Hyundai Mobis invests $1.1 billion for two new hydrogen fuel cell system plants in Korea. The new plants will start mass production in the second half of 2023. When fully operational, the facilities are expected to produce 100,000 hydrogen fuel cells every year. With the completion of the new plants, Hyundai Mobis plans to expand its production lineups that apply fuel cell systems and diversify its hydrogen business. Most fuel cell systems produced by Hyundai Mobis are used in fuel cell EVs.
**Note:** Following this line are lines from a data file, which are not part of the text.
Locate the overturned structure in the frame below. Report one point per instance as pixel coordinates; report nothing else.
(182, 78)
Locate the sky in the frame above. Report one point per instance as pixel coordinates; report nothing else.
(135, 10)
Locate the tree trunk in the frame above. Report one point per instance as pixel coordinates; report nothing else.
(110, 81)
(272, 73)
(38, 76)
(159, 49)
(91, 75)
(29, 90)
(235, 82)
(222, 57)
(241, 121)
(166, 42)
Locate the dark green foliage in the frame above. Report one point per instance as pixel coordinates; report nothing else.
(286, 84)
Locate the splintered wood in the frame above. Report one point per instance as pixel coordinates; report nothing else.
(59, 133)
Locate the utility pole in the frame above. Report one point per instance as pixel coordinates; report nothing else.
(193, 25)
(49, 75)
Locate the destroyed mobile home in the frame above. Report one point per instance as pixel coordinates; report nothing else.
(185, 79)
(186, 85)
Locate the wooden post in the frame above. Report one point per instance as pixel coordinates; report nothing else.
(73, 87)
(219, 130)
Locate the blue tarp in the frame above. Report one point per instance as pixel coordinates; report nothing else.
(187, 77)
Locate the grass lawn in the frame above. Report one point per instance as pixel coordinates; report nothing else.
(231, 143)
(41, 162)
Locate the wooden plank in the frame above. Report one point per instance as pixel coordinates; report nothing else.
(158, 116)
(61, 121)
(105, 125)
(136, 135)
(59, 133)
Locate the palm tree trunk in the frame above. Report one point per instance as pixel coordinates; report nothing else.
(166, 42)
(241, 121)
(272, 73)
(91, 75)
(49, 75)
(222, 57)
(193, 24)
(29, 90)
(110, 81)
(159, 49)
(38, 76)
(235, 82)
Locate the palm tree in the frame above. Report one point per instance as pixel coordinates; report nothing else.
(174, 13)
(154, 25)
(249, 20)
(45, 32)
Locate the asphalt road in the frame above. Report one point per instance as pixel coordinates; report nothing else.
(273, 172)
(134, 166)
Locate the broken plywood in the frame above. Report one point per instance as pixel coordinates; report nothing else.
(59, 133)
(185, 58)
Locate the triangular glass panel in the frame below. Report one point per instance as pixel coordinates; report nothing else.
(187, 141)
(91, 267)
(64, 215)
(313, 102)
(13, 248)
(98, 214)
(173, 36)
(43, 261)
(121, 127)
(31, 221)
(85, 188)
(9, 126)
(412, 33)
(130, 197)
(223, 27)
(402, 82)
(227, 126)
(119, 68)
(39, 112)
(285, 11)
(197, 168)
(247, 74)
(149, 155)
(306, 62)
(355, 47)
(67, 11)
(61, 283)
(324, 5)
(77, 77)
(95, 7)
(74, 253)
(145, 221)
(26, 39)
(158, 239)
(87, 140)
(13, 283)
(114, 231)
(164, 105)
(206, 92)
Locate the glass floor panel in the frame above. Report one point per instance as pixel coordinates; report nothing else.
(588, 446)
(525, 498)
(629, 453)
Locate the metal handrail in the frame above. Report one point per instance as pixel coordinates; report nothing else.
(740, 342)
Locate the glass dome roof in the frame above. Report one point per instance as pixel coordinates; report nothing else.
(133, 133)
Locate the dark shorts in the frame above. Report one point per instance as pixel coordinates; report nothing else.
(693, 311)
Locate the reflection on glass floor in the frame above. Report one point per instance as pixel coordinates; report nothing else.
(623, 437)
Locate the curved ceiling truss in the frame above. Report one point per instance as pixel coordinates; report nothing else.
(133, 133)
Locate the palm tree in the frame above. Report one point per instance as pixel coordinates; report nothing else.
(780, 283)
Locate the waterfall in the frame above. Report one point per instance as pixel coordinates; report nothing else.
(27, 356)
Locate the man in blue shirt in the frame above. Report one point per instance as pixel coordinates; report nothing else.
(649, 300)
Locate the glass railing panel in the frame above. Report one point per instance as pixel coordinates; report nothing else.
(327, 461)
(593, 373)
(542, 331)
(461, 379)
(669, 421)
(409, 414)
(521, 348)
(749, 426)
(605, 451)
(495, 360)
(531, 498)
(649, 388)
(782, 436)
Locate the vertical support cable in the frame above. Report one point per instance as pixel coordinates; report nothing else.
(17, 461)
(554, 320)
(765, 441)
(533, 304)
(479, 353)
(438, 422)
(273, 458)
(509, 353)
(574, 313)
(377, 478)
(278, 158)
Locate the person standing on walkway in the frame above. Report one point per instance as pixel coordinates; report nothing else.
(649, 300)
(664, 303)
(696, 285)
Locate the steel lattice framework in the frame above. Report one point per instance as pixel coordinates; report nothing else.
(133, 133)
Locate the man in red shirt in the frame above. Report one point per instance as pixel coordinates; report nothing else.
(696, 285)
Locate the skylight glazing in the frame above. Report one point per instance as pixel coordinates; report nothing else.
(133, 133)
Indian module manufacturer and EPC solar solutions provider Vikram Solar has commissioned a 1 MW solar plant for the Kolkata Port Trust. The ground-mounted captive solar plant is expected to generate 1.4 million units of green energy per year and reduce 1,260 tons of CO2 emissions annually. The 1 MW captive solar plant will power around 1,400 staff quarters within the port’s township.